On Sept. 1, 1939, Germany, along with Soviet Red Army and Slovak forces, invaded Poland, leading to the beginning of World War II.
Poland's allies, Great Britain, Australia and New Zealand, declared war on Germany two days later, with France, Canada and South Africa following suit.
The invasion began a week after the signing of the Molotov-Ribbentrop treaty of non-aggression between Nazi Germany and the USSR, also known as the Hitler-Stalin Pact.
Contrary to some myths, Poland did not surrender easily or quickly. By some historians estimates, the Germans lost the equivalent of an armored division and a fourth of its air force.

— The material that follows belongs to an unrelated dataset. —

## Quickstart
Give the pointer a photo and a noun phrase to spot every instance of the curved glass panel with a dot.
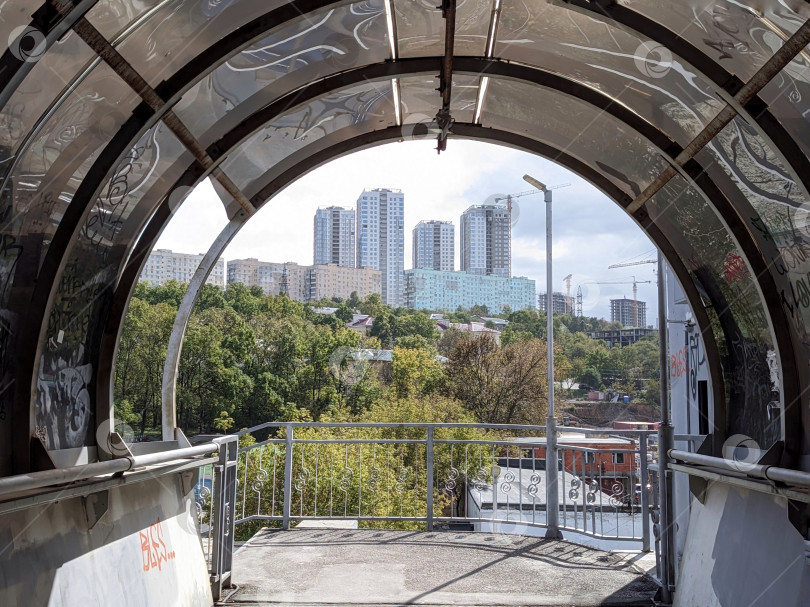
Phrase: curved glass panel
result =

The Poles suffered greatly, losing not only troops to war and war crimes, but an estimated 200,000 civilians in the Germans' "total war."
The invasion also set the stage for the Holocaust with the establishment of Nazi death camps, notably at Auschwitz, where an estimated 3 million Jews were murdered. The Jewish ghetto in Warsaw was walled in by the Nazis in 1940, and was the scene of an armed Jewish resistance movement in 1943 that ended with German retaliation that left more than 56,000 dead and the destruction of the ghetto, ending with the demolition of the Great Synagogue of Warsaw in May 1943.
Although Poland as completely overrun within a month, the Polish government never surrendered. Polish military forces fled to Hungary and Romania and regrouped as Polish fighting units under British and French forces, while the largest resistance movement in Europe began to form in Poland.
Meanwhile, also on this day in history, in 1969 a 27-year old Libyan Army captain named Muammar al-Qaddafi lead a successful military coup to oust King Idris I and take over the Libyan government.